ホルムズ海峡危機で東南アジアに広がる“在宅勤務や節電”、石油製品「供給不足顕在化」は日本も対岸の火事ではない中東のエネルギー危機や円安により燃料価格が過去最高値を更新したことを受け、3月中旬に政府が補助金を導入したにもかかわらず、日本のガソリン価格は依然として高止まりしている Photo:NurPhoto/gettyimages

備蓄少なく燃料や原料の調達難
「不可抗力条項」宣言、供給停止の企業相次ぐ

 東南アジアでは、中東情勢の悪化による経済への影響がいち早く顕在化してきた。

 ホルムズ海峡封鎖による原油価格などの高騰と通貨安に加え、原油などの備蓄が少なく、燃料や原材料の調達難から、企業活動にも支障が生じている。

 石油化学業を中心に、不可抗力条項(フォースマジュール条項、非常事態を理由とする販売先への供給義務の免除)を宣言する企業が相次ぎ、LPG、エチレン、プロピレン、ポリエチレンといった幅広い基礎化学品の供給に支障が生じている。航空業では、燃料不足による減便といった動きが広がっている。
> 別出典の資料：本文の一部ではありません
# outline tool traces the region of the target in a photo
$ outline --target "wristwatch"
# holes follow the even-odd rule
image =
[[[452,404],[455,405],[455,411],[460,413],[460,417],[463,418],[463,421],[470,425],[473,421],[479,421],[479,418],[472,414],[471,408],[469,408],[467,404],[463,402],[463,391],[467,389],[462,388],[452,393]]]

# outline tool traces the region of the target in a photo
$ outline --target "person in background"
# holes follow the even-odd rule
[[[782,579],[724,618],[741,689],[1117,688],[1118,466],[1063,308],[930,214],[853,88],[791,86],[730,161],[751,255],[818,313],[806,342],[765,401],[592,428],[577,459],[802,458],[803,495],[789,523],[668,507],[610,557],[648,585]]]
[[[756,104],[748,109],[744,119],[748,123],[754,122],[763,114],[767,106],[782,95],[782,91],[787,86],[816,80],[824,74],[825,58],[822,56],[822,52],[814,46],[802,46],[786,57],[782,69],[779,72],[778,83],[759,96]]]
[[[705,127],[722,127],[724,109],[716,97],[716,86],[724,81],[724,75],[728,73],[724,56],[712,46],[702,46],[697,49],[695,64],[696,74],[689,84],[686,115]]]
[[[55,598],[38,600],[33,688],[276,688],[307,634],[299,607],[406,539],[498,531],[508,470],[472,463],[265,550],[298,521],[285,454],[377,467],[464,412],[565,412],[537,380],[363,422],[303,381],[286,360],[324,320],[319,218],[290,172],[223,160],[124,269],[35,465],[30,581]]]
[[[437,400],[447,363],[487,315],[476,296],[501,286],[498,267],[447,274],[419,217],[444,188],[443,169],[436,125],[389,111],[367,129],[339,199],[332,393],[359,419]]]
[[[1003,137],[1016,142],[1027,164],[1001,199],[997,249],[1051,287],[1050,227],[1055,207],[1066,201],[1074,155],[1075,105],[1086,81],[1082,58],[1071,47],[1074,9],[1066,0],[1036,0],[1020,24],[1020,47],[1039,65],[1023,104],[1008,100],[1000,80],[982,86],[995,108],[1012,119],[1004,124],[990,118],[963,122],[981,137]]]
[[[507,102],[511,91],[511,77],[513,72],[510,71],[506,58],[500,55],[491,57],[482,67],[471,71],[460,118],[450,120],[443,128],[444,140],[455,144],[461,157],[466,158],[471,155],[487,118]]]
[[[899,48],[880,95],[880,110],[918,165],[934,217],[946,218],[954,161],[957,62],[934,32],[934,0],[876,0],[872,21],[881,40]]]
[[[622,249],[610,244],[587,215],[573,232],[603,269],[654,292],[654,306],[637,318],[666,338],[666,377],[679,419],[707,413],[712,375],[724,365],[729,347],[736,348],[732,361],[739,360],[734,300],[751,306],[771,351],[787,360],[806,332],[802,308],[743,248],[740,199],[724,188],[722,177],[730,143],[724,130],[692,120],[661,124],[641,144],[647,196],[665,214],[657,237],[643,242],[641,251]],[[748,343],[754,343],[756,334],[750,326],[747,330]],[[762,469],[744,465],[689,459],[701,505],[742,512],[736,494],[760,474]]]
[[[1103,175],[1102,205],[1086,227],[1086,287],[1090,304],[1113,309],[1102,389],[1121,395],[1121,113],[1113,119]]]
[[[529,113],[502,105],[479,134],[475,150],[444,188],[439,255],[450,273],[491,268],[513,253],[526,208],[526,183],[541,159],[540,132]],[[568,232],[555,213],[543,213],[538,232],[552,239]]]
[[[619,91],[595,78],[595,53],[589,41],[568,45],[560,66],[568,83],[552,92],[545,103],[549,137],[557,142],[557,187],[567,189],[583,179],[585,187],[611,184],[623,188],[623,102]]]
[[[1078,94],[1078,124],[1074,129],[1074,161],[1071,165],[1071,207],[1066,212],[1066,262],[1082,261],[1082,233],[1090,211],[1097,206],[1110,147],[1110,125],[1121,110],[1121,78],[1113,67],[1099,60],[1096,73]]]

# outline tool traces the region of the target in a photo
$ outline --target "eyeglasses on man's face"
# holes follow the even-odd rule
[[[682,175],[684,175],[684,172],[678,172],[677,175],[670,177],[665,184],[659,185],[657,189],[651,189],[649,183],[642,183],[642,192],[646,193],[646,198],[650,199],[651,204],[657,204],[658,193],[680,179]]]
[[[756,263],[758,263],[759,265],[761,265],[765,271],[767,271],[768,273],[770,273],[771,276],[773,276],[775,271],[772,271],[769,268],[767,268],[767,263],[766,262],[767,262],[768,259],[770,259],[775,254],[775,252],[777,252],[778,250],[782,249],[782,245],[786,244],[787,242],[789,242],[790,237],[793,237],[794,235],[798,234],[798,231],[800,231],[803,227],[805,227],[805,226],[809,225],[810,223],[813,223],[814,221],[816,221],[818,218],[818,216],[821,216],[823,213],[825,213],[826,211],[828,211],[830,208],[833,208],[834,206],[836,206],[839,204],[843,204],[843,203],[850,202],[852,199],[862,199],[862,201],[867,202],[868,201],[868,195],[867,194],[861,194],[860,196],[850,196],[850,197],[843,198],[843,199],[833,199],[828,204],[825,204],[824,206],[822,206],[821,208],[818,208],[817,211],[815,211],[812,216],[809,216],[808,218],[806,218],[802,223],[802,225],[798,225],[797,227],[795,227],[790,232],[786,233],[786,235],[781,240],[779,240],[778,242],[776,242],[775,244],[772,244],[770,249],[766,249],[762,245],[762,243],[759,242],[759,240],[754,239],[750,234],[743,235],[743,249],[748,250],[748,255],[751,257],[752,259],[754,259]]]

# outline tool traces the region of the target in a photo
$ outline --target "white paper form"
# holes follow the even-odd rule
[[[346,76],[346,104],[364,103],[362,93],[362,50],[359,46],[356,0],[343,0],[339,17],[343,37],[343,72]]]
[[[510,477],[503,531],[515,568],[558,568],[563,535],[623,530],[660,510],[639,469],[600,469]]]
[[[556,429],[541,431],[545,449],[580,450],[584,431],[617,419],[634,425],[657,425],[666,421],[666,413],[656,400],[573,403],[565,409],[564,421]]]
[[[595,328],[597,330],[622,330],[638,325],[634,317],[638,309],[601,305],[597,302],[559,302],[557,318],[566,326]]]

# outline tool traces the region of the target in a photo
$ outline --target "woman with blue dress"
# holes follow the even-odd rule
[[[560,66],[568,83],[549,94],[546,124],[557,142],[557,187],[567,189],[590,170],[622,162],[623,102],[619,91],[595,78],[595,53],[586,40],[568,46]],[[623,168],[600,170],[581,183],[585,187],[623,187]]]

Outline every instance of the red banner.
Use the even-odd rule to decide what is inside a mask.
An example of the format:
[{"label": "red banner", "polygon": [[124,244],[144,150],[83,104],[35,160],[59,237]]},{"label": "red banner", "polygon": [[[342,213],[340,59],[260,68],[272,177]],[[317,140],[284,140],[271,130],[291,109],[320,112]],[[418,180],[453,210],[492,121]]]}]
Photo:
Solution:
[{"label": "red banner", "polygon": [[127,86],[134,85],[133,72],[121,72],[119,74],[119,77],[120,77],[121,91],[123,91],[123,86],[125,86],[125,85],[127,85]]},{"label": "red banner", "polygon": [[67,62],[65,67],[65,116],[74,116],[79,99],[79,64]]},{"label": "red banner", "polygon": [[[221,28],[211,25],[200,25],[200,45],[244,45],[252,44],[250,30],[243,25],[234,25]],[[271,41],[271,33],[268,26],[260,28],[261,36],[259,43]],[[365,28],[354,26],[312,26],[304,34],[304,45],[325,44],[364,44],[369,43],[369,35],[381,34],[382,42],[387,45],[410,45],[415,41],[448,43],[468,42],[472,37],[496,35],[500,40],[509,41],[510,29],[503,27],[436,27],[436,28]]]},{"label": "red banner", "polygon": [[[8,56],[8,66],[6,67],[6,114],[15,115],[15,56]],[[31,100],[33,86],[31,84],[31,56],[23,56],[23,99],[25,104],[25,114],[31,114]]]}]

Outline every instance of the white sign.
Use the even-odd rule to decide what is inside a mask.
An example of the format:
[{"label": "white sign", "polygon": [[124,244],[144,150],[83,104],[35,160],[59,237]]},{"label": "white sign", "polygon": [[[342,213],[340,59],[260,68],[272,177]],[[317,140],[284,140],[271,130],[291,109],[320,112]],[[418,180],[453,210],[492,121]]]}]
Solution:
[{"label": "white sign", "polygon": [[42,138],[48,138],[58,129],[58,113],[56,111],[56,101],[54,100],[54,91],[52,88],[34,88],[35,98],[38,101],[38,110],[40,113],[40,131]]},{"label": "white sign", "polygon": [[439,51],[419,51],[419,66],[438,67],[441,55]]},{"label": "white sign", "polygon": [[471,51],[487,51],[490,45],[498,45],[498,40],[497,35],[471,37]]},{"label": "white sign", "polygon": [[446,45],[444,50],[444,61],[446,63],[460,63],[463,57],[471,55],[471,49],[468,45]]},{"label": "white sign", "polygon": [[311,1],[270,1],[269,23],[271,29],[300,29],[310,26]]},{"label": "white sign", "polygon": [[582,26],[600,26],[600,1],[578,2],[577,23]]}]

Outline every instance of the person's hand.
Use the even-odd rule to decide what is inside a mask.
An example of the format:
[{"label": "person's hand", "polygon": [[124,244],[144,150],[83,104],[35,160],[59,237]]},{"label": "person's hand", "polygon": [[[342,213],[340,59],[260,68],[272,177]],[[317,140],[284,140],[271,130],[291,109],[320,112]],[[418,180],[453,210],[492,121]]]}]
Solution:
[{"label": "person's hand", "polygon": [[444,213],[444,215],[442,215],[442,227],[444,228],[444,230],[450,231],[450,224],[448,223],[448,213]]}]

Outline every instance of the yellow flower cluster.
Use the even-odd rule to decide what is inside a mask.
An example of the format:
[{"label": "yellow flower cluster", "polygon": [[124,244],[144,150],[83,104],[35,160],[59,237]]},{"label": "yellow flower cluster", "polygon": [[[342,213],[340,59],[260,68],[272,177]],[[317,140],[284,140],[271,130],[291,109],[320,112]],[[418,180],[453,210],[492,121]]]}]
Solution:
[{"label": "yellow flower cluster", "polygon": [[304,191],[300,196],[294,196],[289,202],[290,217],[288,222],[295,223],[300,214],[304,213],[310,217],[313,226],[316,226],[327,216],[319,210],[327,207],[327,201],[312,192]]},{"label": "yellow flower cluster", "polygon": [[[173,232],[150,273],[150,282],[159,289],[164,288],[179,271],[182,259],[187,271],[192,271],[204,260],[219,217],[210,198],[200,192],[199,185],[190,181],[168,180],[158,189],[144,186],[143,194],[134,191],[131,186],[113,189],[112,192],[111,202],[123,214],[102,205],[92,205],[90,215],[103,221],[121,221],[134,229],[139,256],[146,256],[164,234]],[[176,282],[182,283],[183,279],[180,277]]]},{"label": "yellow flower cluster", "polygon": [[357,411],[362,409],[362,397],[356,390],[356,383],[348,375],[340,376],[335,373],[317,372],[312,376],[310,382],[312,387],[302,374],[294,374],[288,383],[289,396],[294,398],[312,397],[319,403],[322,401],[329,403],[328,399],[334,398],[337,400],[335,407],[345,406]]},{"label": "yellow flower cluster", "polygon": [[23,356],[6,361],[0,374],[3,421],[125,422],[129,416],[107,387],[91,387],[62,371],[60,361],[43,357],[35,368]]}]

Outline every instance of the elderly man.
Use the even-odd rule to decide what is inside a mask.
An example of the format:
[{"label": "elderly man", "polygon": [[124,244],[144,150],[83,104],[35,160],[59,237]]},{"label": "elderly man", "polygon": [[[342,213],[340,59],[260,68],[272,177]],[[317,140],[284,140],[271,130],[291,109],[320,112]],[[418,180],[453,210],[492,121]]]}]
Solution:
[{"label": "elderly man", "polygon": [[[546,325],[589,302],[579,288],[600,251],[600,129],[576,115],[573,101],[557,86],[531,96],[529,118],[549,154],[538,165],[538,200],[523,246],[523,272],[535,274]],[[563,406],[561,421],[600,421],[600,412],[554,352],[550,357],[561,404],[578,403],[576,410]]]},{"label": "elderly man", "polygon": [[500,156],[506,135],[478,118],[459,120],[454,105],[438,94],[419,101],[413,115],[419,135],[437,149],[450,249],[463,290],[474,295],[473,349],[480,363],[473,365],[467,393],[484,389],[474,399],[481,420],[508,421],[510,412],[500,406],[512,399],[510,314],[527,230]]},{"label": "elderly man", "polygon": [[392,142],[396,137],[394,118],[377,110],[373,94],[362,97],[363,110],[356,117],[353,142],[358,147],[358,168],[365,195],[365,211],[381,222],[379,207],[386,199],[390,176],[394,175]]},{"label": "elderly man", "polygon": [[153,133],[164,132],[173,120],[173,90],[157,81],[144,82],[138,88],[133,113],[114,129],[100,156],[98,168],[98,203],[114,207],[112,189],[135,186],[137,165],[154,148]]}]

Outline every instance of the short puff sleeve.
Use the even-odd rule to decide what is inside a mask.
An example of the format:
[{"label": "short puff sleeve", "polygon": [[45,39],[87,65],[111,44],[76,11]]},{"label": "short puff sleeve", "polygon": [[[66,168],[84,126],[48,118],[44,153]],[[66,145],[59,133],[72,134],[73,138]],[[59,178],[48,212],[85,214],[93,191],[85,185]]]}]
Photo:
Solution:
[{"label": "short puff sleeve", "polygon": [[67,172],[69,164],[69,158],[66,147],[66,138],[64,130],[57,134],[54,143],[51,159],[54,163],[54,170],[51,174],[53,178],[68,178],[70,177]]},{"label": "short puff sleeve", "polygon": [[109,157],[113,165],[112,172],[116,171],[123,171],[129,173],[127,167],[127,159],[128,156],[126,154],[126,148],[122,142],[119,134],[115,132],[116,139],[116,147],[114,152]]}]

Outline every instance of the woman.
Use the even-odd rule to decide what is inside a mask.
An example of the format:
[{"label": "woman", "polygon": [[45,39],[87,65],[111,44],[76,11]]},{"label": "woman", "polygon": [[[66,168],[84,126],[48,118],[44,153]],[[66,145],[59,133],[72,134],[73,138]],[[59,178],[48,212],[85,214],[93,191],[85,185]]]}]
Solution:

 各国政府は、家計や企業の負担軽減策や、イランからホルムズ海峡通行の許可取得や、制裁が解除されたロシア産原油の購入検討などの供給回復策のほか、在宅勤務の導入や政府機関の週4日勤務、企業や家計への節電・節油要請など、需要抑制策に幅広く取り組んでいる。

 一方で、不要不急の需要を維持することにもなる燃料油補助金などは縮小し、電気自動車(EV)や太陽光発電設備導入への支援を手厚くするなど、化石燃料などからの需要のシフトを狙った政策が意識されている。

 原油備蓄があることなどから、ガソリンの補助金や供給先の多様化が対策のメインになっている日本だが、エネルギーの中東依存度は東南アジア諸国よりも高い。

 米国とイランの和平協議はなお再開のめどが立っておらず、ホルムズ海峡の開放までには、かなりの時間がかかる可能性が強まる状況だ。

「需要抑制」策の準備や需要シフトを念頭に置いた対応を検討する必要がある。